Pour les locations vides, seules les menues réparations et les réparations locatives fixées par le décret n° 87-712 du 26 août 1987 peuvent être mises à la charge du locataire.
Les locations meublées sont quant à elles régies par les dispositions du Code civil et relèvent du seul droit commun du louage. La liste établie par le décret n'est pas impérative pour les parties à un meublé. Celles-ci peuvent donc librement modifier la liste des réparations devant être supportées par le preneur.
Cette liberté contractuelle n'est toutefois pas absolue.
D'abord, la recommandation n°2000-01 du 17 février 2000, dressée par la Commission des clauses abusives, contient une liste des clauses abusives ou illicites. En cas de contentieux avec un locataire, ce dernier peut, à l'appui de son argumentation, invoquer l'analyse faite par la Commission dans cette recommandation.

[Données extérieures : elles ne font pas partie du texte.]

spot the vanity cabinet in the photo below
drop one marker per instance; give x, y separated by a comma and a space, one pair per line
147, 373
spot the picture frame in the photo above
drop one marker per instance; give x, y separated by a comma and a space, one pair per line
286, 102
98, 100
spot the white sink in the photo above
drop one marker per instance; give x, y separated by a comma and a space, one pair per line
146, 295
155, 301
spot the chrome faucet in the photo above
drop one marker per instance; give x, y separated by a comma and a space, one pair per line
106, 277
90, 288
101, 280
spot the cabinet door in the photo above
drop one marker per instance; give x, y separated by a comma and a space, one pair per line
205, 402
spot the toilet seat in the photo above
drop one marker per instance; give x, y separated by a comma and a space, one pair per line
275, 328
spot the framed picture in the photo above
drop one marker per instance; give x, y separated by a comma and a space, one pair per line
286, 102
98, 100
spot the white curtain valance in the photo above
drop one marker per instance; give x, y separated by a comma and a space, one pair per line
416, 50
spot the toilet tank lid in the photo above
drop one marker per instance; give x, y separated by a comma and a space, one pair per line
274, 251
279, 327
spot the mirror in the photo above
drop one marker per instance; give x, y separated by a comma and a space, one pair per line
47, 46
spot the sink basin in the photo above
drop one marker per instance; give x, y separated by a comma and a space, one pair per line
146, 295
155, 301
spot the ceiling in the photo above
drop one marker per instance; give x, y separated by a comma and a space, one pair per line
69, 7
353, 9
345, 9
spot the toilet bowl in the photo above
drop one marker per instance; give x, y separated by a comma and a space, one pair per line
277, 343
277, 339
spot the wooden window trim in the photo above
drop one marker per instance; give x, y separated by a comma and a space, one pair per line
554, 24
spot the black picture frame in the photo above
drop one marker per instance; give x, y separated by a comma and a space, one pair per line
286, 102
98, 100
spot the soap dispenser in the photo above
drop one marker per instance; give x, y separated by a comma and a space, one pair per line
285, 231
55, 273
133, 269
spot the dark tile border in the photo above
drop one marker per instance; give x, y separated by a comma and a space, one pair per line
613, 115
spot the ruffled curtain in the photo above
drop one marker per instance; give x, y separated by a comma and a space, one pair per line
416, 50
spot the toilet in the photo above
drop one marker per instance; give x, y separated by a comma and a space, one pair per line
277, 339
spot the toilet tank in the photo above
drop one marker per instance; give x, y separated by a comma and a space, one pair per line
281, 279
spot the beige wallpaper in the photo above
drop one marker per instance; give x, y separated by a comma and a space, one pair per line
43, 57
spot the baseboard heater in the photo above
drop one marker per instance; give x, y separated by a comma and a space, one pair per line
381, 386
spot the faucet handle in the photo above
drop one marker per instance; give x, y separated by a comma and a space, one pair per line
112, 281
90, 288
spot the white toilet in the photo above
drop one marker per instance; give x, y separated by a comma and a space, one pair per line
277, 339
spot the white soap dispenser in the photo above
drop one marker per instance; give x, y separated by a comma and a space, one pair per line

Il est donc vivement conseillé de respecter cette recommandation afin d'éviter tout contentieux.
Cette liste des clauses abusives ou illicites prévoit entre autres " que soient éliminées des contrats des clauses ayant pour objet ou pour effet d'empêcher le locataire de s'exonérer de sa responsabilité en raison des dégradations survenues pendant sa jouissance des lieux, dans les hypothèses où il n'a pas commis de faute ".
Ensuite, les réparations cessent d'être à la charge du preneur quand elles sont occasionnées par force majeure ou par vétusté (article 1755 du Code civil), ce qui peut retirer aux clauses librement stipulées par les parties une grande partie de leur portée.
Si vous souhaitez mettre à la charge du locataire la réparation des équipements garnissant le meublé, vous pouvez insérer dans le bail une clause du type " le bailleur doit délivrer les équipements en bon état de fonctionnement. Concernant ces équipements, toutes les réparations qui pourraient survenir pendant la durée du bail sont à la charge du locataire sauf s'il est établi que le locataire n'a pas commis de faute ou que les réparations sont occasionnées par force majeure ou par vétusté ".
Qui pose une question risque cinq minutes d'avoir l'air bête.
Qui ne pose pas de question restera bête toute sa vie.